Besides the toxic mixture of fog and pollutants, which gets trapped near the ground due to winter temperature inversion, and shrouds large parts of Punjab on both sides of the India-Pakistan border, the air quality in the rest of the two countries, or many other countries in the global south, is not great either. In fact, air pollution has become a serious global health problem. Well over a hundred countries do not presently meet air quality standards set by the WHO.
Around seven million people around the world are dying each year due to illnesses directly attributable to air pollution. Still, this problem is not getting the sort of attention it deserves within the international donor community. Perhaps this neglect is because unlike global warming or pandemics, air pollution is a more localised problem. While the deterioration of air quality in Pakistani or Indian cities can be blamed on irresponsible actions just across the border, this poor air quality does not shift further afield.

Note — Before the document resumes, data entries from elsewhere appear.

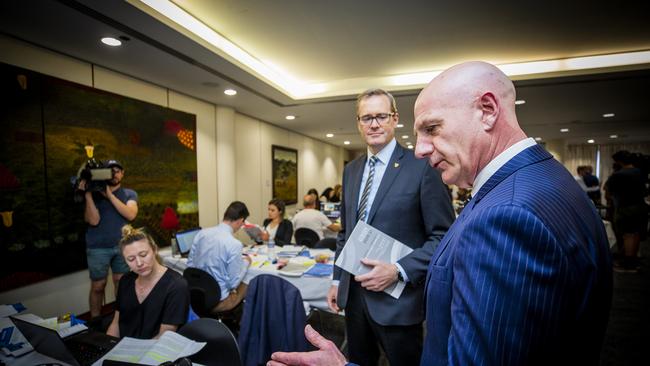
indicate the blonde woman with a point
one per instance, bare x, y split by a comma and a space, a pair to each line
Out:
151, 299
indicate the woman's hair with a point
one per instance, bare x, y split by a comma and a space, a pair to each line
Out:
279, 204
131, 235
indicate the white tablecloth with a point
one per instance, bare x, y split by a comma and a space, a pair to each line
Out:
312, 289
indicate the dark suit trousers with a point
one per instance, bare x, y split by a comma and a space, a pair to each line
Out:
401, 344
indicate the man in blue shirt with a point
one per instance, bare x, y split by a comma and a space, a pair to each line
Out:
216, 251
106, 212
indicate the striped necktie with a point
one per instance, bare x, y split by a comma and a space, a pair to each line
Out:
363, 204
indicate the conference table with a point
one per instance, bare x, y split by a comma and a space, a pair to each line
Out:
313, 289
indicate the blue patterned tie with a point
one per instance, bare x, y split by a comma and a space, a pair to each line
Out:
363, 204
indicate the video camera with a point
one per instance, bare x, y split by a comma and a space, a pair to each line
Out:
96, 174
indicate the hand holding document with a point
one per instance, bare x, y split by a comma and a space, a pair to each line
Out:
169, 347
367, 242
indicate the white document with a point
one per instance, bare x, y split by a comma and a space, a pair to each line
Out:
368, 242
169, 347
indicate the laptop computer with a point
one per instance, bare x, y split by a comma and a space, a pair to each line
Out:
81, 349
184, 240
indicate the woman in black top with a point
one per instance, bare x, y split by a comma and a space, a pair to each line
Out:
276, 227
151, 299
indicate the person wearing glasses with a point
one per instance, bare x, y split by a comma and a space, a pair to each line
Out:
106, 212
399, 195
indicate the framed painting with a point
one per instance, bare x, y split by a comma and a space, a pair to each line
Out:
285, 174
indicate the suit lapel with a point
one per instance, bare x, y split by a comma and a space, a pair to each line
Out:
529, 156
391, 172
355, 178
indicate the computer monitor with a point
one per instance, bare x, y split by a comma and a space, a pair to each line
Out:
184, 240
331, 209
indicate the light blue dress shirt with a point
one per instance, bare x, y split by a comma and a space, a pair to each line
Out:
216, 251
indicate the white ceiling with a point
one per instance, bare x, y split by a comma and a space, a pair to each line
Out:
357, 44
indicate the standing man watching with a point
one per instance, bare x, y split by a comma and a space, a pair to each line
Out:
105, 214
392, 191
524, 276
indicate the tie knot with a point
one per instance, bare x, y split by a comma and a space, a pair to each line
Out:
373, 160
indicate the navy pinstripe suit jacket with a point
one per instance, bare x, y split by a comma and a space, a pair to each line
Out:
523, 276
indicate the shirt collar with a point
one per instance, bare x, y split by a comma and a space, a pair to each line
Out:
493, 166
384, 154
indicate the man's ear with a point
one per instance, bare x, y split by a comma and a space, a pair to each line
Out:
489, 107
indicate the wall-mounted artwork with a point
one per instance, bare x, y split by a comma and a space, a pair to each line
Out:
49, 126
285, 174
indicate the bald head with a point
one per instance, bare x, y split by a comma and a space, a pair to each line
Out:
309, 201
464, 118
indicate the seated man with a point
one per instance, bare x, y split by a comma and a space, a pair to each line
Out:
311, 218
216, 251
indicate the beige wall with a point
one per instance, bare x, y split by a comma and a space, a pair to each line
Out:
233, 158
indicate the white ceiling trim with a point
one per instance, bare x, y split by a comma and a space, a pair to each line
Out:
174, 16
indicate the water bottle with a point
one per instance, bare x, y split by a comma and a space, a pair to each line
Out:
271, 250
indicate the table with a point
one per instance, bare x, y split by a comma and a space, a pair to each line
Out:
312, 289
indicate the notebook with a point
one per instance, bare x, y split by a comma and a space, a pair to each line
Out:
184, 240
79, 350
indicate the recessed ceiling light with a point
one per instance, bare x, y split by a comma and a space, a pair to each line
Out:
110, 41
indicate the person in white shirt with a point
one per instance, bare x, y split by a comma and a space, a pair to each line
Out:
311, 218
216, 251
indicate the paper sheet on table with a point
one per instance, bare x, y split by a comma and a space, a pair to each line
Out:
367, 242
169, 347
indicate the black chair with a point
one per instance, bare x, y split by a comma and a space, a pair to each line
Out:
326, 243
205, 292
306, 237
221, 348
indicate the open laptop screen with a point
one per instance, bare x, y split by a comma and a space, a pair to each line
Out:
331, 209
185, 240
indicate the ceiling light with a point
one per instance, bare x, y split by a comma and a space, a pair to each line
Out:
110, 41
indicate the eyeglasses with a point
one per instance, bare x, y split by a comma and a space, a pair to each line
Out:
381, 118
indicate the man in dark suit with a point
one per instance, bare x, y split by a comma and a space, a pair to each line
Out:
524, 276
399, 195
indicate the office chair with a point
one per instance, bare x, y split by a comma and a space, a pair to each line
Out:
273, 320
205, 292
306, 237
221, 348
326, 243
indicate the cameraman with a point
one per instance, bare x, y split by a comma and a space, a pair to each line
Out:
106, 212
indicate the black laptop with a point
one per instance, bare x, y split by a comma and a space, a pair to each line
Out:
184, 240
80, 349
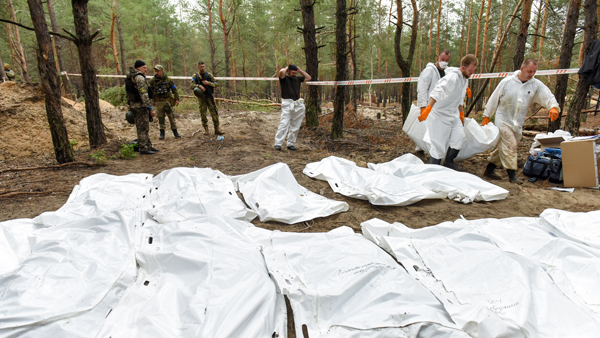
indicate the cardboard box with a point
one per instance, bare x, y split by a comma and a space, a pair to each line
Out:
551, 142
580, 163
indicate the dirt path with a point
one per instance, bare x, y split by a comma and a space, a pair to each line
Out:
248, 146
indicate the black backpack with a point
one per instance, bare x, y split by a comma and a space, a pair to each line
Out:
544, 165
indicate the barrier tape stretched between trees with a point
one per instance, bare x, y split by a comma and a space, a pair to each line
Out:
363, 82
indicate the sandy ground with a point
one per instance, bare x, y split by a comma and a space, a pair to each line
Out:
248, 146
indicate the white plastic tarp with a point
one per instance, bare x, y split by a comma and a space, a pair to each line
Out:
181, 193
478, 139
495, 283
275, 195
97, 271
457, 186
341, 285
348, 179
198, 278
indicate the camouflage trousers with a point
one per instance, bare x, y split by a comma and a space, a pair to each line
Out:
142, 125
205, 104
160, 113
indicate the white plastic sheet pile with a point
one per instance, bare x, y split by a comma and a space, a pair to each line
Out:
198, 278
275, 195
348, 179
457, 186
514, 277
181, 193
341, 285
478, 139
97, 271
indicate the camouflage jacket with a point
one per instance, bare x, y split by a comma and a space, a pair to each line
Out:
141, 85
10, 74
197, 80
163, 87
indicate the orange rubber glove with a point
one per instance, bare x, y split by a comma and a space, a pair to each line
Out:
424, 113
553, 114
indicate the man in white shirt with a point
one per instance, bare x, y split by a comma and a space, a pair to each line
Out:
445, 125
511, 101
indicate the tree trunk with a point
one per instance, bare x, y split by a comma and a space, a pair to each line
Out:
437, 40
573, 119
522, 36
469, 28
566, 52
121, 45
50, 83
494, 58
58, 44
88, 73
478, 33
2, 72
430, 29
543, 32
113, 40
485, 30
17, 46
537, 27
311, 52
405, 64
226, 30
211, 42
341, 67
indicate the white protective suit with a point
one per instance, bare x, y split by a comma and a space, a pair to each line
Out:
428, 79
292, 113
511, 101
444, 127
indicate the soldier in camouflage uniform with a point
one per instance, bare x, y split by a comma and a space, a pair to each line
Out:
163, 87
205, 81
10, 74
136, 87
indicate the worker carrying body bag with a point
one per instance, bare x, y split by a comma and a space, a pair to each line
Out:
478, 138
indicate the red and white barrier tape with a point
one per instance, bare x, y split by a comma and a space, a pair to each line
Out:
364, 82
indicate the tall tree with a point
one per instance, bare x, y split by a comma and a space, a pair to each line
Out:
566, 52
2, 73
478, 33
406, 64
522, 36
50, 84
437, 40
341, 68
227, 22
58, 45
113, 40
311, 51
88, 73
469, 28
211, 42
494, 58
573, 119
16, 44
543, 31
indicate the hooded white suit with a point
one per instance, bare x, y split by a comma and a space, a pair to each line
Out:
443, 123
511, 101
428, 79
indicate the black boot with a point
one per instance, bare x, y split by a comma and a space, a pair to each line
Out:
450, 156
434, 160
512, 176
489, 172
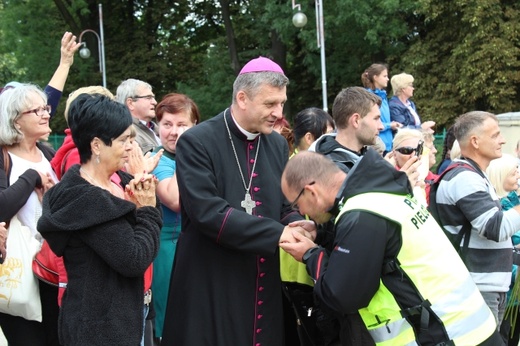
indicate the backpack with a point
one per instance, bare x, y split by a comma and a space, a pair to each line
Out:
465, 231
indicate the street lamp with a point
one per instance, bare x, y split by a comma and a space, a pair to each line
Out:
84, 52
299, 20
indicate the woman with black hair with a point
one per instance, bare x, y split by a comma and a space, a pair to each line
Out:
105, 225
309, 125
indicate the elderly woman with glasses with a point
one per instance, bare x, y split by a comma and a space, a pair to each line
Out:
106, 228
176, 113
408, 144
402, 109
25, 175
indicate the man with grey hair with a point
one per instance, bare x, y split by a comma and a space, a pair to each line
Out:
466, 196
225, 286
140, 100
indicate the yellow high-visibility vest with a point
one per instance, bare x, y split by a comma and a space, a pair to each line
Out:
434, 268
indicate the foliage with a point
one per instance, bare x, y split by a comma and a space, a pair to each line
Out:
467, 59
463, 53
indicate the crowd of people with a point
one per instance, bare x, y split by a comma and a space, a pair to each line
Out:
249, 229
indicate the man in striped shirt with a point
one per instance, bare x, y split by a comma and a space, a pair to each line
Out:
466, 194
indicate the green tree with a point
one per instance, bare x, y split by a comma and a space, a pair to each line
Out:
466, 58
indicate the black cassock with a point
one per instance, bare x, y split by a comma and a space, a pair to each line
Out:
225, 287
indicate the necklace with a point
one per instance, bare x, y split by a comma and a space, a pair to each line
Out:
248, 204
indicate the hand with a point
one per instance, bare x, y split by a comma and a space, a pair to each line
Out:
394, 125
3, 242
309, 227
46, 184
427, 125
139, 163
68, 48
411, 168
390, 157
141, 190
297, 249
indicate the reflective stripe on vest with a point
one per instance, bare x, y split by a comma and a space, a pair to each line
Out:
439, 276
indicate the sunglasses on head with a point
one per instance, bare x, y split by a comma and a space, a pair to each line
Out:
406, 150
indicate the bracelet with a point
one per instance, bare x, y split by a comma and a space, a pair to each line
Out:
309, 253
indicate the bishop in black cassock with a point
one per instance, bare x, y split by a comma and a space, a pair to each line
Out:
225, 287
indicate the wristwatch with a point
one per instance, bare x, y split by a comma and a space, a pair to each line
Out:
309, 253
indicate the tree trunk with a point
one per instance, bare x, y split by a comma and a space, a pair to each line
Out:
230, 35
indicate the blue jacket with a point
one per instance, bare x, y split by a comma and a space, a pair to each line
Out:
386, 135
400, 113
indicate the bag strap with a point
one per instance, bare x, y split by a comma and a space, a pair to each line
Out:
7, 160
465, 231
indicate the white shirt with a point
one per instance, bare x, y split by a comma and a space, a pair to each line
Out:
32, 209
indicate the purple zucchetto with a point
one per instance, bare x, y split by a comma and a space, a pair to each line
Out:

The Clean Air Fund has noted that only one per cent of international development funding is allocated to fund efforts to clean up the air. Yet, paying more attention to air pollution makes good sense given that addressing this problem can help reduce the cost of dealing with multiple associated diseases ranging from heart and lung problems to strokes and cancer. Bad air quality has also been linked to cognitive problems, especially amongst younger people, which in turn also adversely impacts educational outcomes.
The Clean Air Fund also recognises that there are no quick-fix solutions to improve air quality. Curbing air pollution necessitates making major changes to a countrys energy portfolio, its transport systems, as well as agricultural and industrial policies. It is quite difficult for donors to fund distinct interventions which can deal with these multiple challenges simultaneously.
National governments, however, do have the capacity to undertake such comprehensive measures. Moreover, while donor agencies can choose to ignore the problem of air pollution, governments of countries where millions of people are being subjected to alarming levels of pollution on an annual basis dont have the luxury of remaining oblivious.
The national resolve to address hazardous air pollution is obviously lacking across much of the global south. However, even if this resolve strengthens, the availability of adequate resources will remain a challenge for heavily indebted and resource constrained countries. For example, a heavily indebted country like Pakistan would be hard pressed to implement ambitious plans like the recently formulated National Clean Air Policy without significant external financing, given the current state of the economy.
Pakistan wants to discourage use of widely used wood and biomass stoves, and instead promote use of cleaner and more fuel-efficient cooking and heating methods. Its new clear air policy document recognises the need to remove unfit vehicles from the road and clamp down on industrial emissions. Such efforts require more than political will. They need major investments, and institutional strengthening to improve enforcement capacity. Improving the quality of fuel in the country is also a much-needed step, but upgrading to better quality fuel requires resources too, as do efforts to offer farmers alternatives to prevent stubble and waste burning, which worsens air pollution.
Countries like Pakistan, which urgently need more resources to contend with air pollution, should collectively demand that donors who have lent billions of dollars to finance energy and industrial projects dependent on fossil fuels, should now help clean up the air, the quality of which has been significantly worsened due to short-sighted economic development strategies.